Sunny considered this. “Aren’t they a fall fruit?” The moment she said it, she knew she needn’t have bothered. There was never any reason to second-guess Nick’s suggestions. Though he had no firsthand experience in media and did not make art, he had a near-perfect understanding of what people wanted next.
“Plums will be good,” he said. “A homemade tart, mail-order sugarplums, and you can throw in a plummy lipstick.” He raised his eyebrows at Sunny. “The advertising side will love that.”
Sunny granted her husband a sheepish smile. She knew that he was partly making fun of her, but she didn’t mind. If anything, she wished more people would challenge her, call her out on the ridiculously covetable business of Being Sunny MacLeod. Yes, she was hardworking. But so were a lot of people, and they weren’t here, enjoying the luxury of being expensively yet comfortably dressed and nowhere close to doing anything productive at past ten o’clock on a Thursday morning.
“That could work. . . .” Sunny’s voice trailed off when she detected the telltale vibration. It was for Nick. While most men had fewer friends the older they got, her fifty-something husband spoke on the phone with a frequency and variety of conversational partners that put Sunny to shame.
During the great split of 2014, when Sunny was breaking Nick down into a list of flaws in an attempt to get over him, she’d created a small counterlist of his positive attributes. That his phone rang more than hers had made the number-two slot. (His ability to make her laugh and his beautiful hair were numbers one and three, respectively.) And when he came crawling back with a marriage proposal, she was willing to overlook his distracted affect and his ambivalence about having a child—not that Sunny was lobbying for one.

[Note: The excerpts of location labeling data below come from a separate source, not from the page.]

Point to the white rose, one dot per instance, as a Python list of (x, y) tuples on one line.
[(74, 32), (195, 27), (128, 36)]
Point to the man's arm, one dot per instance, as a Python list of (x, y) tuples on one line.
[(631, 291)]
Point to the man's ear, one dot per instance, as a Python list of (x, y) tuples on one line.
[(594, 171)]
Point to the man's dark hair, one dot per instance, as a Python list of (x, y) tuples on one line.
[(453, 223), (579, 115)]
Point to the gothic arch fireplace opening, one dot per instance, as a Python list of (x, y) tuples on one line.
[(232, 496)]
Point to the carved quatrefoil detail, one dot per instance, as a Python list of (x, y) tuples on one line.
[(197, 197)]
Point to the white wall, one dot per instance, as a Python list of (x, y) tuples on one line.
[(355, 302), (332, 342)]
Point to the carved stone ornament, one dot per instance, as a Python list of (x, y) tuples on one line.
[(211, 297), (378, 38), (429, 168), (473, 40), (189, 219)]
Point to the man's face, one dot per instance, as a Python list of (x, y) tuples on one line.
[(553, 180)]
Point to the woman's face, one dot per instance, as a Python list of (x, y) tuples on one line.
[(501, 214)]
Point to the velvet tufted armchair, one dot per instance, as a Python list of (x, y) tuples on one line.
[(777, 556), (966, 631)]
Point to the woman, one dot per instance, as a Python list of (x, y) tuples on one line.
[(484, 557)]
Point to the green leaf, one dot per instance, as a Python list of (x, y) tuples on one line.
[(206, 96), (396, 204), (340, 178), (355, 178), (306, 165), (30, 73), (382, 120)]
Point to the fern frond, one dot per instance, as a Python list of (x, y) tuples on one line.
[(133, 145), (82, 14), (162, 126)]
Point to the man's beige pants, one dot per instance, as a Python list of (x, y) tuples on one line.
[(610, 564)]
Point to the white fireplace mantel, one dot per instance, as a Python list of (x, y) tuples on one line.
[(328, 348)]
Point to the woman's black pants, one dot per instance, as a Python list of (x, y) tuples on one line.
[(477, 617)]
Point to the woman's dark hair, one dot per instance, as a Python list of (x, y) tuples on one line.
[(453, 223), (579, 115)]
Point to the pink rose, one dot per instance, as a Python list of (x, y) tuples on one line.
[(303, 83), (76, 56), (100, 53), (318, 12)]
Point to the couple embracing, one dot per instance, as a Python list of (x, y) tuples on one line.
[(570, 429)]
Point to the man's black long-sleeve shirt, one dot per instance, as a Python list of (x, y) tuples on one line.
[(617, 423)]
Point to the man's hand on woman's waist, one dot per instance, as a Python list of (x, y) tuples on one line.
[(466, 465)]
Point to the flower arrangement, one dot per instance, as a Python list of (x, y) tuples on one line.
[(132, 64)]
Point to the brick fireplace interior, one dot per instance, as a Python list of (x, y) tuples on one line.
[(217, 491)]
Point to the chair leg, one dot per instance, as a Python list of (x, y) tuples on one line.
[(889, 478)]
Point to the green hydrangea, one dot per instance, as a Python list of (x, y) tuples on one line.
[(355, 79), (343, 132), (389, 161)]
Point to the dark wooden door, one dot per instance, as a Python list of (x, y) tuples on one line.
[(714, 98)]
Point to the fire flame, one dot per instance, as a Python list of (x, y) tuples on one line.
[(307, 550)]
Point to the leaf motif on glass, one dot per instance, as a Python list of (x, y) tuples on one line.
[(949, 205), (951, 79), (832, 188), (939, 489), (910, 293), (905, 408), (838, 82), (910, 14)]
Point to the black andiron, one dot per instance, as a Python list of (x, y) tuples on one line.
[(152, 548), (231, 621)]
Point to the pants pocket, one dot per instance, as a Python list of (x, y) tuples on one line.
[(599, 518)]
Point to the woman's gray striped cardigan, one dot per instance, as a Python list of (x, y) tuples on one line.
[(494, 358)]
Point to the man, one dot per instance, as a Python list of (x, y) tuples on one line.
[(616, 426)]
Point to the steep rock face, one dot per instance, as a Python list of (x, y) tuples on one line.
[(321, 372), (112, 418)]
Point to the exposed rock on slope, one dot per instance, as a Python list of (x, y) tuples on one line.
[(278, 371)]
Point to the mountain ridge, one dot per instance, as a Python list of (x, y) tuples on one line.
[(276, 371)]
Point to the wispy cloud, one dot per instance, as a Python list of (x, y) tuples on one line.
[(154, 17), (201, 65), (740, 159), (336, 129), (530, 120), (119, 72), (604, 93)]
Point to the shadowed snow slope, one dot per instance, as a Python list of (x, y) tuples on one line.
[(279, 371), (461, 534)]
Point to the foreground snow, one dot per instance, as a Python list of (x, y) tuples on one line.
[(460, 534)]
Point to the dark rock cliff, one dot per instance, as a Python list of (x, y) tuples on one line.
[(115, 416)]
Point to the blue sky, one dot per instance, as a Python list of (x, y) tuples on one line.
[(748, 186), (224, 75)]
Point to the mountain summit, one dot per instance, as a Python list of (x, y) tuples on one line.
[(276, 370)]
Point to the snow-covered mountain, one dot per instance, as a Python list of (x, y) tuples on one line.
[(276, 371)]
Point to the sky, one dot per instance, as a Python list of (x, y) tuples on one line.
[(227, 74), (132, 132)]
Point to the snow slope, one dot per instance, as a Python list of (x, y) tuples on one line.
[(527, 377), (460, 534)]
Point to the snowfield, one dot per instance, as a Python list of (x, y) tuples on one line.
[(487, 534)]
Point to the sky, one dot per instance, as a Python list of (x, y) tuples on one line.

“Of course I’m on for lunch,” he was saying into the phone. Sunny studied his forehead, which was collapsing deeper into its folds. She could tell that he’d forgotten about the plan until this minute.
“You have to pack,” she whispered. Nick brought his finger to his lips.
“Okay, she can come by at twelve thirty,” he said.
“Who’s coming?” Sunny asked when Nick had hung up.
“Agnes. That was her mother.” Sunny nodded in understanding. “Aggie’s staying till four, and then Fatimah will come get her. It will be fine. You can make everybody tuna-and-caper sammies and stick around after I split, right?” Nick had a way of wording things that reminded Sunny of Paddington Bear.
“Doesn’t she have school? Or does Zoya not believe in school this week?”
Zoya, Nick’s ex-wife, was an architect who worked primarily on Nick’s projects, though she and Nick barely spoke. Zoya seemed to spend an awful lot of her time pulling Agnes out of school and taking her on vacation.
“It’s some holiday,” Nick said, rolling his eyes. “You know how her school is.”
“I have work I need to do, remember?” Sunny said weakly. She wasn’t going to foul up Nick’s visitation rights. In addition to the odd lunch, Agnes spent the night on alternating Wednesdays, and though it had gotten off to an awkward start, Sunny had come to no longer mind the sleepovers. Agnes was nine, obsessed with the library books she hoarded, and wonderfully oblivious to her monobrow, which snaked from temple to temple.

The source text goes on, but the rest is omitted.